Uruguay Pachequism, 1967-72
Given the growing economic and social crisis, it was
not
surprising that the Colorado Party won the November 1966
elections. In March 1967, General Oscar Gestido (1967), a
retired
army general who had earned a reputation as an able and
honest
administrator when he ran the State Railways
Administration,
became president. He was supported by the Colorado and
Batllist
Union (Unión Colorada y Batllista--UCB), comprising List
14 and
other conservative Colorados.
Between June and November of 1967, the government, with
the
influence of some Batllists, attempted to reverse economic
and
social policies implemented since 1959 and to return to
the old
developmentalist model. But in November, César Charlone,
responsible for economic policies under Terra, became head
of the
Ministry of Economy and Finance. He agreed to the IMF's
suggestions, again establishing a unified exchange market
and
drastically devaluing the currency. Inflation exceeded 100
percent in 1967, the highest in the country's history.
In December President Gestido died and was succeeded by
his
vice president, Jorge Pacheco Areco (1967-72). A
little-known
politician and former director of the newspaper El
Día,
Pacheco would leave an indelible mark on Uruguay. Within
one week
of taking office, Pacheco issued a decree banning the PSU
and
other leftist groups and their press, which he accused of
subverting the constitutional order and advocating armed
struggle. To implement the new monetarist policy adopted
in 1968,
Pacheco appointed Alejandro Végh Villegas as director of
the
Office of Planning and Budget. In a sharp policy change,
Pacheco
decreed a wage and price freeze in June 1968 to try to
control
inflation. He also created the Productivity, Prices, and
Income
Commission (Comisión de Productividad, Precios, e
Ingresos--
Coprin) to control the price of basic food items. In 1968
real
wages were the lowest in the decade, and inflation reached
a
maximum annual rate of 183 percent that June.
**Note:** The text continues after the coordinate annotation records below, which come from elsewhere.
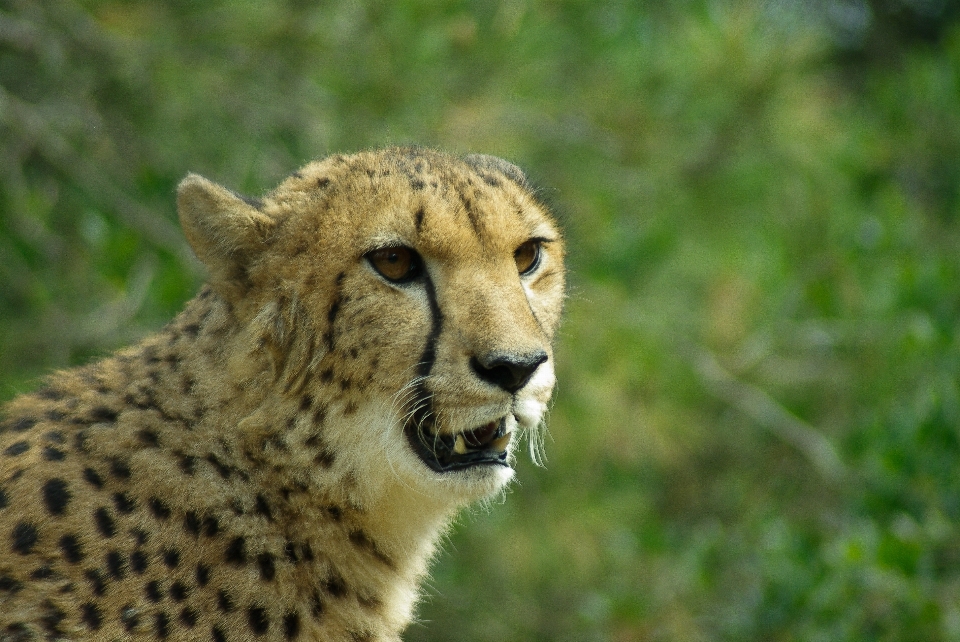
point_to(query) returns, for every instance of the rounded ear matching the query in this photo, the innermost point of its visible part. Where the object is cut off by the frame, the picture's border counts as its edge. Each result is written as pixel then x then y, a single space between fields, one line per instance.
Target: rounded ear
pixel 224 229
pixel 484 162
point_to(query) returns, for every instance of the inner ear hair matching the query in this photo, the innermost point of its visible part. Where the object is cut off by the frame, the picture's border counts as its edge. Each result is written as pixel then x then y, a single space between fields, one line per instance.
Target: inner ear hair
pixel 225 230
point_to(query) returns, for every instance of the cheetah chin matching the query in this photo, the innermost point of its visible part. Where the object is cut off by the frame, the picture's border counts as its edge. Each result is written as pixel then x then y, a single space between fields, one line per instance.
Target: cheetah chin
pixel 280 461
The newly created umbrella labor organization, the CNT,
resisted these economic policies, and student and other
social
conflict intensified. The government responded by
repressing
strikes, work stoppages, and student demonstrations. The
death of
a student, Líber Arce, during a protest paralyzed
Montevideo, and
relations between the University of the Republic and the
government further deteriorated. The prompt security
measures, a
limited form of a state of siege, which had been included
in the
constitution to deal with extraordinary disturbances of
domestic
order and applied in 1952 and 1965, were enforced during
almost
all of Pacheco's time in office. He justified his actions,
which
included drafting striking bank and government employees
to
active military service, on the basis of the growing urban
guerrilla threat from the Tupamaros.
During this period, the Tupamaros had grown in
strength, and
their actions--robberies, denunciations, kidnappings, and,
eventually, killings--shook the country and became known
worldwide. The General Assembly acquiesced twice in the
suspension of all civil liberties, once for twenty days
following
the assassination in August 1970 of Dan A. Mitrione, a
United
States security official, and then for forty days
following the
kidnapping of British ambassador Geoffrey Jackson in
January
1971--both by the Tupamaros. On September 9, 1971, after
the
escape from prison of more than 100 Tupamaros, Pacheco put
the
army in charge of all counterguerrilla activity.
The November 1971 national elections were held in a
relatively quiet atmosphere because of a truce declared by
the
Tupamaros. Uruguayan society had become polarized.
Political
sectors supporting Pacheco promoted his reelection to a
new
presidential term, as well as the corresponding
constitutional
amendment to legitimize it. The left was able to unite and
draw
supporters from traditional parties, such as the Colorado
Party's
List 99. The new coalition was named the Broad Front
(Frente
Amplio). In the National Party, a faction of Herrerists
chose
General Mario Aguerrondo, considered a hard-liner, as its
presidential candidate. Liberal Blancos supported the
reformist
program of a new movement, For the Fatherland (Por la
Patria--
PLP), led by Senator Wilson Ferreira Aldunate.
The constitutional amendment did not succeed, but
Pacheco's
handpicked successor, Juan María Bordaberry Arocena of the
Colorado Party, won the controversial elections by some
10,000
votes, after a mysterious halt in the vote count. It was
noteworthy, however, that Ferreira obtained a large number
of
votes (he was actually the candidate receiving the most
votes--26
percent of the total to Bordaberry's 24 percent), and the
left
increased its following, receiving about 18 percent of the
votes.
Bipartisan politics had come to an end, replaced by a
multiparty
system bitterly divided by political, social, economic,
and
ideological differences. In economic terms, the
stabilization
measures taken between 1969 and 1971 by the Pacheco
administration to increase wages and reduce inflation had
been
moderately successful. But by 1972, the situation was out
of
control again. Another free market, monetarist experiment
would
have to await the imposition of an authoritarian regime.